If you worry that your organization is falling behind in its artificial intelligence initiatives, don’t feel so bad — just about everyone is still in the learning and piloting stages. And if it’s unclear whether there will be return on investment at the end of all this work, there is financial advantage as well, research out of MIT finds.
There are at least four logical stages in AI advancement, and most enterprises are still working through the experimental and pilot stages, an analysis of 721 companies by the MIT Center for Information System Research (CISR) concludes. As AI proceeds, there is now evidence that overall financial performance advances as well.
Most enterprises in the survey were in the first two stages of AI maturity and had financial performance below the industry average, according to the report’s authors, led by Peter Weill and Stephanie Woerner, both with MIT. Enterprises in stages three and four, on the other hand, had financial performance well above industry average — exceeding 10 percentage points.
Weill and Woerner identified and measured the following four stages of AI progress:
Stage 1: Experiment and prepare (28% of organizations). “In this stage enterprises focus on educating their workforce, formulating AI policies, becoming more evidence-based, and experimenting with AI technologies to grow more comfortable with automated decision-making,” the researchers explained. Company leaders start taking a look at how to address concerns such as ethics and skills to ensure a smooth path forward.
Companies in Stage 1 averaged 9.6 percentage points below the industry average, the study found.
Stage 2: Build pilots and capabilities (34%). At this stage of AI, proponents “define important metrics, begin to simplify and automate business processes, and develop the enterprise capabilities they’ve learned.” At this stage, use cases are piloted, with work on leveraging enterprise data and developing APIs. Work with large language models also commences at this stage.

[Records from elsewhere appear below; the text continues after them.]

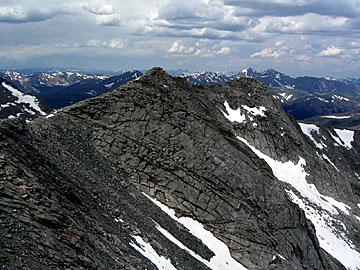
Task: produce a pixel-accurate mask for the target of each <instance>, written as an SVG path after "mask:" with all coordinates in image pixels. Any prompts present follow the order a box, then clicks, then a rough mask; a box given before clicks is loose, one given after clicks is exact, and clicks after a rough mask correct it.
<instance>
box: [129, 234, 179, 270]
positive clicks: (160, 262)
mask: <svg viewBox="0 0 360 270" xmlns="http://www.w3.org/2000/svg"><path fill="white" fill-rule="evenodd" d="M131 237H132V238H134V239H135V240H136V243H134V242H131V243H130V246H132V247H133V248H134V249H136V250H137V252H139V253H140V254H141V255H143V256H144V257H146V258H147V259H149V260H150V261H151V262H152V263H153V264H155V265H156V267H157V268H158V269H159V270H161V269H164V270H176V268H175V267H174V266H173V265H172V263H171V261H170V260H169V259H166V258H165V257H163V256H160V255H159V254H157V252H156V251H155V250H154V248H153V247H152V246H151V245H150V244H149V243H146V242H145V241H144V240H143V239H142V238H141V237H140V236H134V235H131Z"/></svg>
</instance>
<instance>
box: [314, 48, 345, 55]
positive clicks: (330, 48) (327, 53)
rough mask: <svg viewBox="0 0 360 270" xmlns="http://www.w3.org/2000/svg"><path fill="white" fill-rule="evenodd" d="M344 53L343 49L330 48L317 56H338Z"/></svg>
mask: <svg viewBox="0 0 360 270" xmlns="http://www.w3.org/2000/svg"><path fill="white" fill-rule="evenodd" d="M343 51H344V49H342V48H339V47H337V46H330V47H328V48H326V49H325V50H323V51H321V52H320V53H319V54H318V55H319V56H338V55H339V54H341V53H342V52H343Z"/></svg>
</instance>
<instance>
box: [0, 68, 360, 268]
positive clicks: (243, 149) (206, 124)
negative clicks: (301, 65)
mask: <svg viewBox="0 0 360 270" xmlns="http://www.w3.org/2000/svg"><path fill="white" fill-rule="evenodd" d="M225 101H226V102H227V103H228V104H229V106H230V107H231V108H232V109H233V110H236V109H237V108H260V106H265V107H266V111H265V114H266V117H263V116H261V115H256V113H255V112H254V111H251V110H249V109H248V110H247V111H246V110H243V113H244V114H246V116H245V117H246V121H244V122H241V123H238V122H231V121H229V120H228V119H226V117H225V115H224V113H225V114H226V111H227V110H226V108H225V105H224V104H225ZM244 106H247V107H244ZM227 113H229V112H227ZM357 136H358V135H357ZM238 137H241V138H244V139H246V140H247V142H249V143H250V144H251V145H254V146H256V148H257V149H259V150H260V151H261V152H263V153H265V154H266V155H268V156H269V157H271V158H273V159H276V160H279V161H282V162H287V161H293V162H297V161H298V160H299V156H301V157H304V158H306V161H307V170H309V172H310V170H311V174H309V181H310V182H312V183H315V184H316V186H317V187H318V189H319V190H320V191H321V192H322V193H323V194H325V195H330V194H331V196H332V197H335V198H336V199H338V200H339V201H342V202H346V203H347V204H349V205H351V207H352V208H353V209H355V208H356V202H357V201H358V200H359V189H357V188H356V187H358V186H359V184H358V182H359V180H356V178H355V177H356V176H355V172H356V170H354V166H356V164H354V162H355V160H357V158H356V155H357V154H358V152H356V151H358V149H359V145H358V140H356V141H355V143H354V148H353V149H352V150H351V151H352V152H351V153H352V154H351V155H352V156H351V157H347V156H345V153H347V152H344V154H343V156H342V157H343V159H344V160H350V159H351V160H353V161H352V162H353V163H352V164H354V165H353V167H351V166H352V165H349V164H347V165H346V164H344V167H340V163H341V164H343V162H340V161H339V164H338V163H337V164H336V166H339V168H341V169H342V172H341V173H340V172H338V171H336V170H335V168H334V167H333V166H332V165H331V164H329V163H326V161H324V160H322V159H320V158H319V157H318V156H317V154H316V150H314V149H315V147H314V145H313V142H311V141H310V140H309V139H308V138H307V137H306V136H305V135H304V134H303V133H302V132H301V130H300V128H299V126H298V125H297V123H296V122H294V121H293V120H292V119H290V118H289V117H288V116H287V115H286V114H285V113H284V112H283V111H282V109H281V108H280V107H279V105H277V103H276V102H274V101H273V99H272V97H271V96H270V94H269V93H268V92H267V90H266V89H265V87H264V86H263V85H262V84H260V83H259V82H258V81H256V80H254V79H250V78H241V79H237V80H234V81H232V82H228V83H225V84H221V85H213V86H191V85H190V83H189V82H187V81H186V80H185V79H181V78H172V77H170V76H169V75H168V74H166V73H165V71H163V70H162V69H160V68H154V69H152V70H150V71H148V72H147V73H146V74H145V75H143V76H142V77H141V78H140V79H138V80H136V81H133V82H131V83H129V84H127V85H125V86H122V87H120V88H119V89H117V90H115V91H113V92H110V93H107V94H105V95H103V96H101V97H98V98H94V99H90V100H86V101H83V102H80V103H78V104H76V105H73V106H71V107H68V108H65V109H63V110H61V111H59V112H58V113H57V114H55V116H53V117H51V118H40V119H37V120H35V121H33V122H31V123H30V124H28V125H25V124H22V123H20V122H17V121H9V120H6V121H3V122H1V125H0V194H1V197H0V198H1V201H0V215H1V216H0V217H1V218H0V244H1V252H0V263H1V265H2V266H4V267H7V266H6V265H8V267H9V268H8V269H12V268H11V267H13V268H15V267H17V269H145V268H146V269H156V268H157V267H158V268H159V266H156V265H155V264H154V261H151V260H149V259H147V258H146V257H144V256H143V255H142V254H140V253H139V252H138V251H137V250H136V249H135V248H134V247H133V246H134V243H135V244H136V241H135V237H136V236H139V237H141V238H142V239H143V240H144V242H146V243H149V244H150V245H151V246H152V247H153V249H154V250H155V251H156V253H157V254H159V255H160V256H163V257H165V258H168V259H169V260H170V261H171V264H172V265H173V266H174V267H175V268H176V269H208V266H206V265H205V264H204V263H203V262H202V261H199V260H198V259H196V258H194V257H193V256H192V255H191V254H190V253H189V252H187V251H185V250H184V248H179V246H178V245H176V244H175V243H174V241H170V240H169V238H167V237H165V235H164V234H162V233H161V231H160V230H159V226H160V227H161V228H164V229H166V230H167V231H168V232H169V233H170V234H171V235H173V236H174V237H175V238H176V239H178V240H179V241H180V242H181V243H182V244H183V245H184V246H186V247H187V248H189V249H191V250H192V251H194V253H196V254H198V255H200V256H201V257H202V258H203V259H204V260H206V261H210V259H211V258H212V257H213V256H214V255H215V254H214V251H213V250H212V249H211V247H209V246H206V245H205V244H203V242H202V241H200V240H199V239H198V238H197V237H195V236H194V235H193V234H191V233H190V232H189V231H188V229H186V228H185V227H184V226H183V225H181V224H180V223H178V222H176V221H174V219H172V218H170V217H169V216H168V215H167V214H165V213H164V212H163V211H162V210H161V209H160V208H159V207H158V206H156V205H155V204H154V203H153V202H152V201H151V200H149V199H148V198H147V197H146V196H145V195H144V194H147V195H148V196H150V197H152V198H156V199H157V200H158V201H159V202H161V203H163V204H164V205H167V206H168V207H169V208H171V209H174V210H175V213H176V215H177V216H178V217H189V218H192V219H194V220H196V221H198V222H200V223H201V224H202V225H203V226H204V228H205V229H206V230H208V231H210V232H211V233H212V234H213V235H214V236H216V238H217V239H219V240H221V241H222V242H224V243H225V244H226V245H227V246H228V247H229V250H230V253H231V256H232V257H233V258H234V259H235V260H236V261H238V262H239V263H241V264H242V265H243V266H245V267H246V268H248V269H344V267H343V265H342V264H340V263H339V262H338V261H337V260H336V259H334V258H333V257H332V256H331V255H329V254H328V253H327V252H326V251H324V250H323V249H322V248H321V247H320V245H319V241H318V237H317V235H316V232H315V228H314V226H313V224H312V223H311V222H310V221H309V220H308V219H307V218H306V216H305V213H304V211H303V210H301V209H300V208H299V206H298V205H297V204H295V203H293V202H292V200H291V198H290V197H289V195H288V192H287V191H286V190H287V189H291V187H290V186H289V185H288V184H286V183H283V182H281V181H279V180H278V179H277V178H276V177H275V176H274V174H273V171H272V168H271V167H270V166H269V164H268V163H266V162H265V161H264V160H263V159H261V158H259V156H258V155H257V154H256V153H254V151H253V150H251V148H250V147H249V146H248V145H247V144H245V143H244V142H243V141H241V140H239V139H238ZM357 138H358V137H357ZM344 151H345V150H344ZM334 155H335V154H334ZM319 162H321V164H320V163H319ZM357 164H358V163H357ZM357 170H358V167H357ZM358 173H359V172H358ZM349 179H351V180H349ZM294 192H296V191H295V190H294ZM355 211H356V210H354V213H355V214H356V212H355ZM341 216H344V217H343V218H342V221H343V222H344V223H345V224H346V226H347V228H348V233H347V234H348V237H349V239H351V241H352V243H354V245H355V246H356V247H359V246H360V245H359V239H356V237H357V236H356V233H355V232H356V230H358V229H359V226H358V223H356V222H355V221H354V220H353V218H352V217H347V216H345V215H341ZM349 224H350V225H351V226H352V227H350V225H349ZM348 225H349V226H348ZM3 269H7V268H3Z"/></svg>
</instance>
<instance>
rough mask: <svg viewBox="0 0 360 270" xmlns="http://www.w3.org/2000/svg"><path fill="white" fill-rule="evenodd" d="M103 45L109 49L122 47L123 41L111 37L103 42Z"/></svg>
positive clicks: (122, 44)
mask: <svg viewBox="0 0 360 270" xmlns="http://www.w3.org/2000/svg"><path fill="white" fill-rule="evenodd" d="M104 45H105V46H107V47H109V48H111V49H122V48H124V47H125V43H124V42H123V41H122V40H120V39H111V40H110V41H109V42H107V43H104Z"/></svg>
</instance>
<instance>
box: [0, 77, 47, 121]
mask: <svg viewBox="0 0 360 270" xmlns="http://www.w3.org/2000/svg"><path fill="white" fill-rule="evenodd" d="M50 111H51V108H50V107H49V106H47V105H46V104H45V103H44V102H43V101H41V100H39V99H38V98H37V97H36V96H34V95H31V94H25V93H23V92H22V91H20V90H19V89H18V88H17V87H16V86H15V85H13V84H12V83H10V82H8V81H6V80H4V79H2V78H0V119H11V118H19V119H22V120H25V121H30V120H33V119H35V118H37V117H39V116H45V115H46V114H47V113H49V112H50Z"/></svg>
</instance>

Companies in Stage 2 averaged 2.2 percentage points below the industry average.
Stage 3: Develop AI-driven ways of working (31%). At this stage, AI essentially becomes industrialized, meaning it is available and replicable across the enterprise. This includes work on building a core platform for AI, ensuring transparency to decision-makers via dashboards, and ultimately transforming the organizational culture to encourages data-driven and innovative thinking. Foundation models and small language models are introduced and applied to enterprise opportunities.
Companies in Stage 3 averaged 8.7 percentage points above the industry average.
Stage 4: Become AI future ready (7%). At this achievement stage, “AI is embedded in all decision-making throughout the enterprise,” the researchers state. “They leverage proprietary AI internally, and many sell new business services based on this capability, the AI capability as a service, or both to other enterprises.”
Companies in Stage 4 averaged 10.4 percentage points above the industry average.
Successfully moving through these stages of AI growth requires a cross-enterprise collaborative effort, as the technology can recast and accelerate many parts of the enterprise. Weill and Woerner cite examples of well-known companies at various phases of their AI journeys, such as Kaiser Permanente in the process of identifying AI values and ethics, to DBS Bank committing to conducting one thousand AI experiments per year, which has led to 350 AI use cases. And here’s the clincher — DBS expects the economic impact of these to exceed $1 billion in 2025, they report.
One thing is clear; AI success is a journey, and the ability to rapidly leverage and adapt resources and technology is key — as new technologies and capabilities keep arising almost every day.